Lewis Charles Levin - Scandal, Insanity, and Death

Scandal, Insanity, and Death

After leaving Congress in 1851, Levin continued to campaign for the Native American or Know-Nothing movement, as it became known. He attempted to campaign for U.S. Senator, which prior to the 17th Amendment was a seat elected by the state legislature rather than by popular vote. Levin was accused of bribing members of the Pennsylvania Assembly, and was subpoenaed by a state investigation in February 1855. The findings were inconclusive but Levin never again held office.

Levin and other Nativists helped tilt the 1852 Presidential election toward Democrat Franklin Pierce and away from the Whigs' candidate, the popular Mexican War leader General Winfield Scott. There were Catholics in Scott's family and he was accused of Papist connections. Levin was an organizing speaker of the first Know-Nothing Party convention in March 1855. Though in notably failing health, he was a featured speaker at the American Order's rally that autumn in a New York City park.

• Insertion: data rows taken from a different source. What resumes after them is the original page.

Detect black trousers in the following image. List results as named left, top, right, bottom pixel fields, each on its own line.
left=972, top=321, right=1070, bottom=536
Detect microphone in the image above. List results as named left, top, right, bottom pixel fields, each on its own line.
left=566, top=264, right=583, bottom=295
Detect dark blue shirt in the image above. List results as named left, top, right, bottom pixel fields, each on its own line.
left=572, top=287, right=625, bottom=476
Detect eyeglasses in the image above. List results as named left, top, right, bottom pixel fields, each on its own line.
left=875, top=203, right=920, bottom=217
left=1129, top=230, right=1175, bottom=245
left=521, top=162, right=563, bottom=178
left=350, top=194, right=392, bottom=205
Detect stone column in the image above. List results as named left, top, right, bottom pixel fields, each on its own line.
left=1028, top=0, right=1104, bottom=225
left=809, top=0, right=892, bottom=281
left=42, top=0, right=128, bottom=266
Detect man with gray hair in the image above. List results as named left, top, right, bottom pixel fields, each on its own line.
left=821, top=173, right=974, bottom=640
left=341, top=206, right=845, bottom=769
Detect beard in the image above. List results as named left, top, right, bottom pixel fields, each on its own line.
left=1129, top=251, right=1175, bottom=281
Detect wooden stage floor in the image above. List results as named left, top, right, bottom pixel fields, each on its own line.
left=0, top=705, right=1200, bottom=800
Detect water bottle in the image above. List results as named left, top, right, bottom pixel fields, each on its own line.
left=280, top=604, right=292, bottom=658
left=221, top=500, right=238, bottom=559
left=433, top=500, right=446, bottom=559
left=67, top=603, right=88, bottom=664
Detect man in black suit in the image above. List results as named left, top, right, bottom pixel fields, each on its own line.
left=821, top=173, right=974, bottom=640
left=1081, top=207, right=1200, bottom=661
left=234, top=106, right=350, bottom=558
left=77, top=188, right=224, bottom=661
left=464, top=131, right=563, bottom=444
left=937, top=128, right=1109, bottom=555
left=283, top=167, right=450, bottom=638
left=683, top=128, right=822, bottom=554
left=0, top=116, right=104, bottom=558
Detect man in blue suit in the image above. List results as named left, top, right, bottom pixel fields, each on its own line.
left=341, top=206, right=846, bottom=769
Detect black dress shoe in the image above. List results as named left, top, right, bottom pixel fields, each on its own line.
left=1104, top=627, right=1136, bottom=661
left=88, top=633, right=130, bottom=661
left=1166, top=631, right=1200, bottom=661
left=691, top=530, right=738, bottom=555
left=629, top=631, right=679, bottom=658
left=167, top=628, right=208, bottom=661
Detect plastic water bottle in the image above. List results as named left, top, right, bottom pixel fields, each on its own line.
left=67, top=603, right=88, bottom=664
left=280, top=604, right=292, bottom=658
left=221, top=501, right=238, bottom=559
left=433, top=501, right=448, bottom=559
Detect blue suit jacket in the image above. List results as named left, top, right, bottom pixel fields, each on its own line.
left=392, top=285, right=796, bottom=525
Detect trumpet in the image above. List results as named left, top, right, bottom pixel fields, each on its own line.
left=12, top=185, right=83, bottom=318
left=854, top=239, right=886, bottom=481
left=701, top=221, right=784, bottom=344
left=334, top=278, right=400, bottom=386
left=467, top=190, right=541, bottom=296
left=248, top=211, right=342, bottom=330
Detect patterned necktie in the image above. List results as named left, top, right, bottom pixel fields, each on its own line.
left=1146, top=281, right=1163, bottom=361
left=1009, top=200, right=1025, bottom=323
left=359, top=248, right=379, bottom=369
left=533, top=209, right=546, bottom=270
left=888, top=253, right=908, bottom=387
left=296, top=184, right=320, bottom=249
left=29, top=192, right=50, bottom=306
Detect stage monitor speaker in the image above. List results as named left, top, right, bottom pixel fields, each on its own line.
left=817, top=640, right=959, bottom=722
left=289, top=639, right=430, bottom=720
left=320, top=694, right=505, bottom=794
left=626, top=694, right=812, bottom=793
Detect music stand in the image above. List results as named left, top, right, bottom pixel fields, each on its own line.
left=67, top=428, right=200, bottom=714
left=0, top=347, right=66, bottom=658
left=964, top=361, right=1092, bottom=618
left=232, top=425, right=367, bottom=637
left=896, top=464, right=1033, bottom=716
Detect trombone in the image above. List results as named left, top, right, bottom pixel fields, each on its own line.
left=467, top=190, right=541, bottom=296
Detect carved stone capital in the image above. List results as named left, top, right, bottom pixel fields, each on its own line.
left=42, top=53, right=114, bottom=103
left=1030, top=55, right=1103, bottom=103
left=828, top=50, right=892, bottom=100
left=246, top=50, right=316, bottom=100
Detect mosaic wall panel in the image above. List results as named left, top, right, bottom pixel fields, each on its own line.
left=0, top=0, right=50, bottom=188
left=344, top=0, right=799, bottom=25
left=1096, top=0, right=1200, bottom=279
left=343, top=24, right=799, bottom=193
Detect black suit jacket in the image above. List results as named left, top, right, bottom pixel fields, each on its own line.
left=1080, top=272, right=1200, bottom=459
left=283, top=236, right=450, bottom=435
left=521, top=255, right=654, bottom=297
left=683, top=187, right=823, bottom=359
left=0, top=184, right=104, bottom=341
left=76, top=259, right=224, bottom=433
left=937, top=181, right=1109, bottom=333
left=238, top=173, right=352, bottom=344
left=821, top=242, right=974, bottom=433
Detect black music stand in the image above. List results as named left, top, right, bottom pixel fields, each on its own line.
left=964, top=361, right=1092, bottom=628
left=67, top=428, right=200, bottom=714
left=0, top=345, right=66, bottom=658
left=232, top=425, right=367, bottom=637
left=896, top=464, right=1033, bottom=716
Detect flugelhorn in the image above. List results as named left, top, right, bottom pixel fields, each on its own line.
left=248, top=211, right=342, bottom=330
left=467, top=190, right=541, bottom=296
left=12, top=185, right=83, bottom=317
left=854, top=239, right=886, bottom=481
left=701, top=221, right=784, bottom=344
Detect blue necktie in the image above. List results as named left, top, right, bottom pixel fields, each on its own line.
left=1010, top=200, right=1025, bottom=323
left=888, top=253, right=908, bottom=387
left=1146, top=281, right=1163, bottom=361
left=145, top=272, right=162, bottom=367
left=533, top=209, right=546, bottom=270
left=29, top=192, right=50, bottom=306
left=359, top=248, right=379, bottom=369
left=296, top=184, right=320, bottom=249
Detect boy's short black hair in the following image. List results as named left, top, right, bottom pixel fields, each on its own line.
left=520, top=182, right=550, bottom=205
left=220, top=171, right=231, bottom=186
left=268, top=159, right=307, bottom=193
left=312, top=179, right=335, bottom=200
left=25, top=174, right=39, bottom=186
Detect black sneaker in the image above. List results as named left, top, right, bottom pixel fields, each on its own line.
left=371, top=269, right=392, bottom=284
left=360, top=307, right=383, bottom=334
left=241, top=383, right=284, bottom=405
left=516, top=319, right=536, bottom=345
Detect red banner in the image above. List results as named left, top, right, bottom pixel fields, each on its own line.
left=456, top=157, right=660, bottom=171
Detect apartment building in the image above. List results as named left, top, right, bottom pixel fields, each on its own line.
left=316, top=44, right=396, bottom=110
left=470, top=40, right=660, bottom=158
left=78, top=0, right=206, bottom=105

Levin was enraged and disgusted by the new Republican Party's nomination of John C. Frémont for President, at their convention in Philadelphia in June 1856. He wrote a lengthy diatribe against Frémont, which he delivered at a rally in Philadelphia's National Hall (now Independence Hall) shortly after Millard Fillmore had been nominated by both the Know Nothings and the Whigs. However, Frémont partisans pulled him off the stand. According to newspaper reports, Levin suffered a complete mental collapse and became so "deranged" that he was placed in the Philadelphia Hospital for the Insane, where he died of "Insanity" in March 1860. Levin was buried in Laurel Hill Cemetery, in Philadelphia. After his death, his wife and child converted to Catholicism, independently of each other.